Ocean Radish: A Correspondence

By

Dear Ocean:

I enter any margin with such a blend of hope and terror—
I’m writing this letter with a sunburn on my chest and it is processing me.

A pilgrimage — taking a long walk to the poetry bookstore to retrieve a text.
Alexander slipped the book to me through a slot.

_____I write to get ahead of thought
_____I write YOU to get ahead of thought

tree radio, hair bonnet,
an outermost curve
of petal or bluest flume

Year after year
Vowels ovulate

When I hear the word ‘antibodies’
jangling m&ms disco dance

orange poppies— huddled together in a silky stadium

_____This is not a poem!
_____This is a letter
_____like a rascal__gone
_______________gone
_______________gone

*
Dear Radish:

this letter is powered by the
_____steam engine of breath

the trellises of bird song
_____that make their own vine
__________of afternoon light

the way my chest would
_____open up the feelings
__________of the song

Is the poem on the underside
_____if I lift this letter up
__________like a barnacled rock?

the local, the cull of details
_____the loco (maybe crazy)
__________and loco(motion)

the left margin is left spacious
_____(the silence respected)

*
Dear Ocean:

Do you remember that HD line…
“if you take the moon in your hands, and turn it round, you’re there…” 

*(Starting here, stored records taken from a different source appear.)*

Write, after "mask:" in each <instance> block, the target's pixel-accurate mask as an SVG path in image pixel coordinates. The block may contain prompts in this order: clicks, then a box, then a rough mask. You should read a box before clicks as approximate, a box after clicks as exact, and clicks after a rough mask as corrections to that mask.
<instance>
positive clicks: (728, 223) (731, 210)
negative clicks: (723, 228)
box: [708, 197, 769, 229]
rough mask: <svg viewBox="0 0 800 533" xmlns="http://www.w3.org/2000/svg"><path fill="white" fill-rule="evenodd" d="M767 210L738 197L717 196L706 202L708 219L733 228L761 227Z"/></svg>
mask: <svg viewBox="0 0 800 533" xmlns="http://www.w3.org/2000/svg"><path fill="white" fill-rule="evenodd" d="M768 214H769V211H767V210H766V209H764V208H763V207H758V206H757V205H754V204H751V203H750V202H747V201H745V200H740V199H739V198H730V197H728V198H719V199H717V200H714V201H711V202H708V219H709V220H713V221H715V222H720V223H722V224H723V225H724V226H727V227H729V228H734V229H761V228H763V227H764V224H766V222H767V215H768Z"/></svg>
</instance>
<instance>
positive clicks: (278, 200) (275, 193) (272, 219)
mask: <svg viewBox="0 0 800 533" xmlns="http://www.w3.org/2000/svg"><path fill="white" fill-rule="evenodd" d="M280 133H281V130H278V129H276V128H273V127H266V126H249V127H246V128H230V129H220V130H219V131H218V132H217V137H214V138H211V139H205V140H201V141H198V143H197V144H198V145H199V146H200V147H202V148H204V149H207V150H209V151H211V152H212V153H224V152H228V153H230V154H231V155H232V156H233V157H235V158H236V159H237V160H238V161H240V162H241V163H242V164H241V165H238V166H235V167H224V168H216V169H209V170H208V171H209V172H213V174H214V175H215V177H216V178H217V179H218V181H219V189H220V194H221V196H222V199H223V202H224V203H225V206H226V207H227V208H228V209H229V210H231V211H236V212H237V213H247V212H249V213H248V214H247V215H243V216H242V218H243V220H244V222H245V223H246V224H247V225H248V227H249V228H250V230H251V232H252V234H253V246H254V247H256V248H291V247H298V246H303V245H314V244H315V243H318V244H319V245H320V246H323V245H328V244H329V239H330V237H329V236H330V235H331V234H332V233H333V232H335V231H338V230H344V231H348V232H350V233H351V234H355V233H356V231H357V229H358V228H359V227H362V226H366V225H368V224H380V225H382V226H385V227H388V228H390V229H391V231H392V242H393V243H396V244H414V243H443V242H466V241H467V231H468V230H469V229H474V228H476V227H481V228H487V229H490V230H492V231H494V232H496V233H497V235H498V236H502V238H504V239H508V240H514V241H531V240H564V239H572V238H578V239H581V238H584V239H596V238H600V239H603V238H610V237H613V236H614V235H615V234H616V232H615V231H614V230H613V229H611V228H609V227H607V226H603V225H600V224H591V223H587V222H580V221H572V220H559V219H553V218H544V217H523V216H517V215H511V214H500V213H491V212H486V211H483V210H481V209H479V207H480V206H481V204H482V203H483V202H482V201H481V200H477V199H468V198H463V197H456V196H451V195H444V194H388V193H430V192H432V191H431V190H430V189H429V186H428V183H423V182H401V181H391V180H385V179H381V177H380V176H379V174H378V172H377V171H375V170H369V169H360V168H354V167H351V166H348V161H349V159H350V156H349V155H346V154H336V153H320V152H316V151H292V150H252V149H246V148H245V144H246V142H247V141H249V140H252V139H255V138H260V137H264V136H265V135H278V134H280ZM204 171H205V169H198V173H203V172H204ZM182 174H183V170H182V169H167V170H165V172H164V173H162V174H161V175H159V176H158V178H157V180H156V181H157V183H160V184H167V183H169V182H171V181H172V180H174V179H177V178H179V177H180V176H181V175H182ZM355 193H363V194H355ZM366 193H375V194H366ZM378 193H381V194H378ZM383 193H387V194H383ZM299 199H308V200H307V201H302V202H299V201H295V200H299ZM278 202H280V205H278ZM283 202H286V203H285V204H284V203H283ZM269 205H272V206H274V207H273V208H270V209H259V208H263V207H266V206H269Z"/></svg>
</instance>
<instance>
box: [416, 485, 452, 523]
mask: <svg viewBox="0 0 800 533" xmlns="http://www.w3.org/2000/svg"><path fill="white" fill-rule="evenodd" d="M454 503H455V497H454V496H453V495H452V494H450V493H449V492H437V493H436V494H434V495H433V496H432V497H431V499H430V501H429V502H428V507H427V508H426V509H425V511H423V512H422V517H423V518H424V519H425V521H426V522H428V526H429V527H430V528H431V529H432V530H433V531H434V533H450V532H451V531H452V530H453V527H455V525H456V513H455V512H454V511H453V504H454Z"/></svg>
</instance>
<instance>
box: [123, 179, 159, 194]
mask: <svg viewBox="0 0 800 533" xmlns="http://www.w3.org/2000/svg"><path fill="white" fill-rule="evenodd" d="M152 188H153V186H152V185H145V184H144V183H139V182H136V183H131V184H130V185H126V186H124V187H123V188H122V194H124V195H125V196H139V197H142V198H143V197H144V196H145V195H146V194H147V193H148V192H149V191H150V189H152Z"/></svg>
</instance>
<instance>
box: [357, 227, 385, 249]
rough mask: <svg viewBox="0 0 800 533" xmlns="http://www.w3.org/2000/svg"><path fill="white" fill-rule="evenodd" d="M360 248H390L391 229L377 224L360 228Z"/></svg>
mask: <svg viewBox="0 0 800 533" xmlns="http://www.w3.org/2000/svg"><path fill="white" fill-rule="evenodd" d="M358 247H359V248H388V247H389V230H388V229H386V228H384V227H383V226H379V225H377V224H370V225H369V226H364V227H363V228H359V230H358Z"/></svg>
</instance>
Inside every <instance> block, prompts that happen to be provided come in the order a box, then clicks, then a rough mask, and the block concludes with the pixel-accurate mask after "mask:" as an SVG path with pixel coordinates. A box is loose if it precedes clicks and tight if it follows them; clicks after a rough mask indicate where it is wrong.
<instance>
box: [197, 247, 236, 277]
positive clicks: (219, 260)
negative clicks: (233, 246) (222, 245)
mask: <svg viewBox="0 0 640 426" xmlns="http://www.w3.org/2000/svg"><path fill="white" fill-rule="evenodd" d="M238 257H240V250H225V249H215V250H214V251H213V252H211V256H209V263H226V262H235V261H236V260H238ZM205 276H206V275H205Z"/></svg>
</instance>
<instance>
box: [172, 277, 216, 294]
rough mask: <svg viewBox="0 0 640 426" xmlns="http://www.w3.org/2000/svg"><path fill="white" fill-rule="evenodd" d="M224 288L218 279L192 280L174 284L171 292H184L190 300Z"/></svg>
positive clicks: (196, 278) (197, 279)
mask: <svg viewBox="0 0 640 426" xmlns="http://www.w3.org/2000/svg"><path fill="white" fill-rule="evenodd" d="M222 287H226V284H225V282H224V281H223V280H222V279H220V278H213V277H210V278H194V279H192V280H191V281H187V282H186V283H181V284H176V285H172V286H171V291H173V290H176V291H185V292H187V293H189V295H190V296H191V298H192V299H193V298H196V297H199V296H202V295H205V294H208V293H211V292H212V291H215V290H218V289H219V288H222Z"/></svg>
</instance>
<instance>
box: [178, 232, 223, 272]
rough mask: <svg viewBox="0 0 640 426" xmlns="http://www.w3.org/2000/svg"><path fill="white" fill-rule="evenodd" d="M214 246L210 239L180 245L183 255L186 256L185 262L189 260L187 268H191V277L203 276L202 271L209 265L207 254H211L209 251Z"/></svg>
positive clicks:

all those years robust with hotel guests
_____cheese platters
_____saying too much or too little
_____kneeling down to fit in photos

What is tentative and what is sensing…
plant a precipice between them

John Prine, is he still in the bardo?
a typewriter stately, and white paper pointing, toward the sky

I’ve always loved the quiet thunders
_____Voila oysters!
_____Hull [of] lullaby

I don’t know why certain news bites our ears …

_____A sieve
_____Caught his sleeve

_____What [strikethrough] is gold
_____Will hold

dry seaweeds / the underside / bright amber
speaks directly to YOU

*
Dear Radish:

after the outermost curve
_____apply the salve locally
the blue-black brush of the crow

begins in cursive but slows
down to individual
_______________letter
__________print

the letter H, like hahaha,
_____not funny, fate

things are growing
_____and blooming
like mad that need
_____no help or thought-
__________form from me

*
Dear Ocean:

Writing must be done
_____at the 13th hour

Moonlight Serenade
_____Soleil
remind me to polish my antennae

notes heard permeating floors
_____God (always God)
_____sweet and weird

bird became verb, an ocean radish
_____and birth is happening

_____my mom,
_____your mom
_____many ears inside your palm

a soccer ball rolls, a field of strong legs

_____shuttled to the hospital
_____in hospital hallways

the sun entered
the sun directly

_____writing must be done
_____the slug poeming
_____the snail amplified

words follow me around
_____a daily music
floored, hard not to be

*
Dear Radish:

I Can’t Wait to Hug
_____My Mom

_____SCREAM

__Heat, a medicinal
use

speech continues
contentment _beyond
_____moist _author
who’s evening star

about the muddle
_____that played
__________the puddle:
isn’t hearing
_____the last to go?

washing the coffee pot
_____black mud
_____musical     finger     tips

_____astronaut   suit         massages

sad spills
little_____damage        pleasures
__________dream
__________dictionaries
incoheres
_____cutting into skin
of__out of peach          _season

_____who’s dedication
_____like a visitation
__________sip

 


Samar Abulhassan & Sierra Nelson

Samar Abulhassan is a teaching artist and poet living in Seattle. She is a Jack Straw Writer and holds an M.F.A. from Colorado State University. Born to Lebanese immigrants and raised with multiple languages, she is a 2006 Hedgebrook alum and the author of six chapbooks, including Farah and Nocturnal Temple. Samar has worked with Seattle Arts & Lectures’ Writers in the Schools since 2008, with Hugo House since 2012, and as a teaching artist for the Skagit River Poetry Foundation since 2010. Samar also participated in the 2024 Skagit River Poetry Festival. In 2016, Samar received a CityArtist grant to aid in completing a novel-in-poems reflecting on memory, longing, and the Arabic alphabet.

Sierra Nelson is a Seattle-based poet, essayist, and multimedia performance and installation artist, with an M.F.A. from University of Washington. Nelson’s books include The Lachrymose Report (PoetryNW Editions), I Take Back the Sponge Cake (Rose Metal Press) made with artist Loren Erdrich and selected by Anne Carson for NYU’s Washington Square Collaboration Prize, and Three Hearts: An Anthology of Cephalopod Poetry (editor, World Enough Writers).